Un risque systémique silencieux dont la gestion doit être collective

La dégradation des écosystèmes et l’épuisement des ressources ne sont plus des hypothèses : ce sont des réalités mesurables, économiques et déjà visibles. Les sociétés humaines et les milieux naturels sont interconnectés et interdépendants, il devient nécessaire d'ancrer cette vision systémique au sein de nos structures sociales et économiques. L’enjeu n’est désormais plus de démontrer ces interdépendances, mais de réintégrer cette réalité au cœur de nos modèles économiques et financiers, en mutualisant la gestion du risque lié à l’effondrement de la biodiversité.

Car lorsque les services écosystémiques se raréfient ou disparaissent, ce sont des ondes de choc qui peuvent se propager à l’ensemble du système : chaînes de valeur, marchés, investissements, modèles de production. Comme un effet domino, elle menace la stabilité même des économies dans lesquelles évoluent les entreprises.

À tous les niveaux, des signaux faibles émergent :

  • À l’international, des standards internationaux de mesure de l’impact et de la dépendance à ses services posent des bases incontournables. (Taskforce on Naturerelated Financial Disclosures (TNFD) et Science Based Targets Network (SBTN))
  • En France, des approches comptables alternatives (CARE, GBS, LIFTS…) élargissent les bilans pour intégrer la monétarisation de la nature
  • Dans la finance, la Banque de France explore l’intégration des risques naturels et quelques fonds thématiques biodiversité apparaissent

Le cadre mondial de Kunming-Montréal fixe un objectif de financement de 200 milliards de dollars par an d’ici 2030 ⁴, alors qu’en France, en 2024 moins de 0,1 % ⁵ des actifs financiers sous gestion côtés soutiennent cet objectif. Aucun acteur ne pourra sécuriser seul ses chaînes de valeur : la résilience suppose une coopération et une mutualisation du risque.

Un impératif stratégique pour les dirigeants

Être un « bon gestionnaire », ce n’est plus seulement optimiser ses marges. C’est se demander : dans quel état seront les écosystèmes sur lesquels son activité repose (directement ou indirectement) ? Que restera-t-il de sa capacité de production si les milieux naturels s’effondrent ?
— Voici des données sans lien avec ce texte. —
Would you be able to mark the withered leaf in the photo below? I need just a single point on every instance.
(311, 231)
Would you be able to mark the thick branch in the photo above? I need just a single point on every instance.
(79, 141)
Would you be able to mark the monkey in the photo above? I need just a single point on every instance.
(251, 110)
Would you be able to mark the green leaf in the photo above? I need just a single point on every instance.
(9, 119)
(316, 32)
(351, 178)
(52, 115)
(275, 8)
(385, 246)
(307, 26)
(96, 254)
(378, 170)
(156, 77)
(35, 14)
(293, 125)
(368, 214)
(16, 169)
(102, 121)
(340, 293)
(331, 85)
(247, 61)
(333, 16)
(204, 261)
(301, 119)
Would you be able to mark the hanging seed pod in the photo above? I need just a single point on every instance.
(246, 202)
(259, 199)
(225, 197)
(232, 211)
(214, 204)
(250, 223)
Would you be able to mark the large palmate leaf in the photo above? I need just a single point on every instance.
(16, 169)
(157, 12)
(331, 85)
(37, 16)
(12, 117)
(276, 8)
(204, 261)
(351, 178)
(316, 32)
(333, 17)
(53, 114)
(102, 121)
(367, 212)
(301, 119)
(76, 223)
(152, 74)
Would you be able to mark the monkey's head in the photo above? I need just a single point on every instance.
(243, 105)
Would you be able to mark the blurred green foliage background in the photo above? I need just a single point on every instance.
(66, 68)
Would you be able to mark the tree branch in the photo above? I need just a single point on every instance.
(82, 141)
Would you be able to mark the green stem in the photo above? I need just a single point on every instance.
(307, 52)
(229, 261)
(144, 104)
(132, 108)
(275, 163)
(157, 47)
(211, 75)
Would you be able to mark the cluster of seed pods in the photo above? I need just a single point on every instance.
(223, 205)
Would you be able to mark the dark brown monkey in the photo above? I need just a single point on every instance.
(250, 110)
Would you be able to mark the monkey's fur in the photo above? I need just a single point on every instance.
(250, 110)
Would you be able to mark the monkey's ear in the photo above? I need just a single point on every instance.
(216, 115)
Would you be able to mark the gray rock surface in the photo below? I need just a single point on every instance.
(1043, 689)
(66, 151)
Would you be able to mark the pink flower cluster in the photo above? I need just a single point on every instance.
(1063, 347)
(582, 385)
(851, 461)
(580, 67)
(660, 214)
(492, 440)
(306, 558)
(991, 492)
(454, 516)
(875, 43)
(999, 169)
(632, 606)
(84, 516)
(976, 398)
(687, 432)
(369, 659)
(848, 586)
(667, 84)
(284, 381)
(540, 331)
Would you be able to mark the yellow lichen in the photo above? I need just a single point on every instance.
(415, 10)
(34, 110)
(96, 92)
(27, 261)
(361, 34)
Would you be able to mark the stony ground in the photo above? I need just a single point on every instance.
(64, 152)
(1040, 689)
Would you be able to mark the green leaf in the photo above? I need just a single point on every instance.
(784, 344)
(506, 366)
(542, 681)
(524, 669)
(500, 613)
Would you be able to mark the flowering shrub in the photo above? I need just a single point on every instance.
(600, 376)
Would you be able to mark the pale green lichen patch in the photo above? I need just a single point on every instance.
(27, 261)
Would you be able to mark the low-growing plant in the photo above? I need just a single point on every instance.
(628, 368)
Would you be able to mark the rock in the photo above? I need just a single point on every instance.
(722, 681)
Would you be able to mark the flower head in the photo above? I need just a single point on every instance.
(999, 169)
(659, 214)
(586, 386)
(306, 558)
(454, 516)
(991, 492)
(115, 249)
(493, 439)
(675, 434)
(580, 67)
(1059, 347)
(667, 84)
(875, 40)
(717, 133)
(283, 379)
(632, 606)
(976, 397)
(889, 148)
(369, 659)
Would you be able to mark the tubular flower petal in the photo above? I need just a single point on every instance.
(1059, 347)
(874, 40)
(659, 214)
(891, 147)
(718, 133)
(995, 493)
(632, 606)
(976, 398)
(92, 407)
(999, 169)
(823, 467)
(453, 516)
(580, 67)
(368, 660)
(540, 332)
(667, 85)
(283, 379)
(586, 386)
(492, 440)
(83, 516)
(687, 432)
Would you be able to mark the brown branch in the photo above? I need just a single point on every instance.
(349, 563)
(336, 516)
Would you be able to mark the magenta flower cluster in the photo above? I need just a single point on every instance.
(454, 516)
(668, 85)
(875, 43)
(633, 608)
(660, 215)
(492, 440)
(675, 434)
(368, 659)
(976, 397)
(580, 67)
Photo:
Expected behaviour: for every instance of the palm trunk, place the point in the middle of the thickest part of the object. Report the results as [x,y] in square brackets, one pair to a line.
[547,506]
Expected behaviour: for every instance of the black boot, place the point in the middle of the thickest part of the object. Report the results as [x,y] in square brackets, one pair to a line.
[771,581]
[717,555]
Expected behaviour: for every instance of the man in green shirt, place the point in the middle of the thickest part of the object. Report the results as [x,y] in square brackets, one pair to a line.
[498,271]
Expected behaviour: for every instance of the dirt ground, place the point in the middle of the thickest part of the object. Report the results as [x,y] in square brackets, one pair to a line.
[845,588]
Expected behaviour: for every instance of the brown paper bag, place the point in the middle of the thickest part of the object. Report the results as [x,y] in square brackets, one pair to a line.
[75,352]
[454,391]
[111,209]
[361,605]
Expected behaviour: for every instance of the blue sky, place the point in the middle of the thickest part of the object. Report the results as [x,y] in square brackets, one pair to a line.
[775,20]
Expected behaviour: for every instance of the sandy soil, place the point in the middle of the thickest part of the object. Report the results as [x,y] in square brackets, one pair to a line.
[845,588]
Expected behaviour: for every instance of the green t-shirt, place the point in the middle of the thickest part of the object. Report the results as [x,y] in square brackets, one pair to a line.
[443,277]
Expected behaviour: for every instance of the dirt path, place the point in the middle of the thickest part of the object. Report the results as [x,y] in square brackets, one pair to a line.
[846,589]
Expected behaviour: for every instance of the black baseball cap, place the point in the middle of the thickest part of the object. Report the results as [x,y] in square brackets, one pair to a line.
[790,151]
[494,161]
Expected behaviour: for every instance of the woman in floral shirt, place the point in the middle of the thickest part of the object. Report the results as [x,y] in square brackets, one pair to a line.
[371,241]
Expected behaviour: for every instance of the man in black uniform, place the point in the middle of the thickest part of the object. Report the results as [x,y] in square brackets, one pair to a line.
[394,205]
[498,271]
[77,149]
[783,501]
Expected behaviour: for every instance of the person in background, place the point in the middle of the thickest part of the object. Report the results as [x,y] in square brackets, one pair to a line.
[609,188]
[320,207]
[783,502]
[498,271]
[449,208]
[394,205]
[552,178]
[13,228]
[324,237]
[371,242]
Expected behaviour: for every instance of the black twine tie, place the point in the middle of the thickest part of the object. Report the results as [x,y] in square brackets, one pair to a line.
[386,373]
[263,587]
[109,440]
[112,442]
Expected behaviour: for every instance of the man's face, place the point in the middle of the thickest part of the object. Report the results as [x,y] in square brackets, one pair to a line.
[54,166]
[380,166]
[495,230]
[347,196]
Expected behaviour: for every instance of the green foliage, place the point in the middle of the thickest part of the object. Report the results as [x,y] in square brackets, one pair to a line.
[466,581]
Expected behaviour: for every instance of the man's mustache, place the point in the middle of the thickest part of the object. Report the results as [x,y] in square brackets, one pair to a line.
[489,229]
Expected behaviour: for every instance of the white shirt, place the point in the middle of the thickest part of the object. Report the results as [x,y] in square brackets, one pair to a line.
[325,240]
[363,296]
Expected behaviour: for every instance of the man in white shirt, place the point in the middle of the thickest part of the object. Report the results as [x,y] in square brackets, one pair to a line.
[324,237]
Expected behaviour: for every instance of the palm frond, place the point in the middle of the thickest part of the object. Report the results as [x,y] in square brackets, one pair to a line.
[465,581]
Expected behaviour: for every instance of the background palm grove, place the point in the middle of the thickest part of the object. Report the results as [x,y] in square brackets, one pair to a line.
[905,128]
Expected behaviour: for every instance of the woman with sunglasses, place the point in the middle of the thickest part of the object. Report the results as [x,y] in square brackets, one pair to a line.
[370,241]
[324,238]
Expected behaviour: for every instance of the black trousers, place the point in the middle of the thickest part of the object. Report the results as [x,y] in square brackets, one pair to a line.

Concrètement, cela implique de :

  • Identifier ses dépendances aux services écosystémiques
  • Évaluer leur criticité (substituables ? disponibles localement ? déjà en tension ?)
  • Définir une stratégie de résilience (comptabilité élargie, diversification, économie circulaire, solutions fondées sur la nature)
  • Co-investir dans la restauration (sols, forêts, zones humides, agroécologie)
  • Innover en coopération multisectorielle (scientifiques, économistes, financiers...) pour inventer de nouveaux modèles hybrides

La performance de demain

Dans un monde en mutation rapide, seuls les modèles résilients seront en mesure de traverser les crises. Intégrer la nature dans les décisions économiques n’est ni une utopie écologique ni une contrainte réglementaire : c’est reconnaître qu’elle est la condition même de notre stabilité et de notre capacité à nous adapter.
Prendre en compte la nature et ses limites physiques dans nos stratégies financières, c’est affirmer notre capacité collective à coopérer et à créer de la valeur, tout en redéfinissant les indicateurs de performance pour bâtir une économie durable.

Sur les auteurs : 

Olivia Blanchard est Présidente des Acteurs de la Finance Responsable et fondatrice de Nature in Finance

Jonathan Mille, chargé de recherche à University College London (UCL) et enseignant invité à la London School of Economics (LSE)

¹ Source : Rapport Valuing Insect Pollination Services with Cost of Replacement par National Library of Medicine

² Source : Mettre en valeur(s) la biodiversité : état des lieux et perspectives par le Haut-Commissariat à la stratégie et au plan

³ Source : article le Monde : Pourquoi l’effondrement de la biodiversité entraîne des baisses de rendements agricoles par Perrine Mouterde.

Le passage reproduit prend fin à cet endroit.